Wednesday, April 29, 2015

The Fifth Elephant

Terry Pratchett


This book is about fat mines, werewolves, and a petrified scone. It also happens to contain an enlightened discussion on gender identity and racial tensions. Also, it's really fucking funny.

This is Terry Pratchett to the core. If you've read any Pratchett, you don't need me to explain him to you. If you haven't, read some goddamn Pratchett. As a side note, I wouldn't recommend starting with this book. Instead, go with Going Postal, or The Wee Free Men.

There's really not much else I can say about this. In the words of Neil Gaiman, "any Terry Pratchett book is a small miracle". Get some of that in your life.

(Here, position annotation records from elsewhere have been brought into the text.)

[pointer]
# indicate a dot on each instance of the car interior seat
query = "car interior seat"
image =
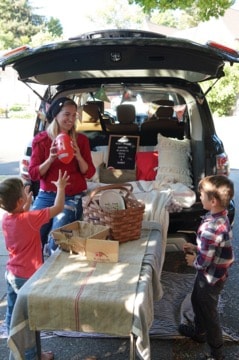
(162, 122)
(126, 116)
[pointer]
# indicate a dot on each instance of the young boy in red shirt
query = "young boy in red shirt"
(21, 230)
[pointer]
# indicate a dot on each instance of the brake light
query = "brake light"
(223, 48)
(17, 50)
(222, 164)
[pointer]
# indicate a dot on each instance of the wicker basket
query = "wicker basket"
(125, 225)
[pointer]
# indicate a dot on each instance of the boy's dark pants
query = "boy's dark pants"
(204, 301)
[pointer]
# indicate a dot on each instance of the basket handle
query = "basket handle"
(128, 188)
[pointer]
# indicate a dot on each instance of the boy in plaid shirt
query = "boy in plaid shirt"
(212, 256)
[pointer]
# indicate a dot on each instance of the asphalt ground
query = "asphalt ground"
(88, 348)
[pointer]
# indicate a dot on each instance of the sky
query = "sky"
(73, 13)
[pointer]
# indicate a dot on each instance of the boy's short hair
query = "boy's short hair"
(10, 193)
(219, 187)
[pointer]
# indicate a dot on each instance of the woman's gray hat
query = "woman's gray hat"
(56, 107)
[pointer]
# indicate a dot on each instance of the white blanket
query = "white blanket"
(159, 199)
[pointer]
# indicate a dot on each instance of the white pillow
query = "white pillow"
(98, 159)
(174, 161)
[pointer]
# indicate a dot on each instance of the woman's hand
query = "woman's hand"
(81, 161)
(53, 151)
(190, 258)
(28, 202)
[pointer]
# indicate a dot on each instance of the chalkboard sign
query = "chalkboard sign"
(122, 151)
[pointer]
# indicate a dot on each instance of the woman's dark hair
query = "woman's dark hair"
(10, 193)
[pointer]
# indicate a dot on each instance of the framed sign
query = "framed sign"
(122, 151)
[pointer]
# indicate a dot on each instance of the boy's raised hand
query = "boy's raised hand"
(28, 202)
(62, 180)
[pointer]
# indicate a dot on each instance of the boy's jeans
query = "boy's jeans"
(14, 284)
(204, 301)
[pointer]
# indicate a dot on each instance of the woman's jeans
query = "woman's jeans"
(204, 301)
(14, 284)
(72, 212)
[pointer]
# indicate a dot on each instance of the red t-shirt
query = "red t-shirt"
(40, 152)
(23, 242)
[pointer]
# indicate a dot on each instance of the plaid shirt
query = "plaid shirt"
(214, 248)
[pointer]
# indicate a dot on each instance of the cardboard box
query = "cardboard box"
(102, 250)
(72, 237)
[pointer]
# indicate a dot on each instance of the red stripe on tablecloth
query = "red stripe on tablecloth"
(80, 292)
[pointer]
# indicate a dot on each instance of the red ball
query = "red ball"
(65, 149)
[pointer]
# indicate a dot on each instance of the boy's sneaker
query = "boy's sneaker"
(189, 331)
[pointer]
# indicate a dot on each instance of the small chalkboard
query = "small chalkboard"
(122, 151)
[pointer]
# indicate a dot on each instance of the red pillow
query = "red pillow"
(146, 165)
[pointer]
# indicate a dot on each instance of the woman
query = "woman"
(45, 164)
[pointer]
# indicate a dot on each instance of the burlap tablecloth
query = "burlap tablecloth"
(70, 294)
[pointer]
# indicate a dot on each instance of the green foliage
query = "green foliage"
(18, 24)
(206, 9)
(222, 97)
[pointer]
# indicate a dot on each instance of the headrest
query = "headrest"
(164, 112)
(126, 113)
(163, 102)
(90, 112)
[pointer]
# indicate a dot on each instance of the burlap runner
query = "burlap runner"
(78, 295)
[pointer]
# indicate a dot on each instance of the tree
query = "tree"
(206, 9)
(18, 24)
(125, 16)
(222, 97)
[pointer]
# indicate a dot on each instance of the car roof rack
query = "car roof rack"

I would recommend this book to fantasy readers. People who aren't at least a little experienced in fantasy could very easily be put off by the fantastical elements and miss the core experience. And that would be a tragedy.

Wednesday, April 1, 2015

The Just City

Jo Walton

Sooooo, this book is about time traveling greek gods who pick up philosophers across time and send them back to atlantis so they can start Plato's Republic for real.

It's a weird book.

That said, it's handled fairly well. Socrates is really well written for the most part, although I have some issues with his final debate. Regardless.

It reads like a weird YA romance cum philosophical dialogue cum dystopic fantasy novel. That's not to say it's bad. It certainly isn't.  It's a good book for what it is. It just happens to be exceedingly odd.

I picked this up mostly because it was in the new section of the library, and because I'd read and enjoyed Jo Walton's exceedingly detailed reread/speculation collection on Patrick Rothfuss. 

That said, it was intriguing. I enjoyed reading it.  I have no idea who to recommend it to. If a philosophy major came up to me and said "What's a good fantasy book that might interest me?", I'd point them this way. But you really do have to be interested in philosophy to enjoy this book.

I will probably pick up another Jo Walton book if I see it and need something to read, based on my experience with this book. That's the best portrayal of my feelings on it that I can give.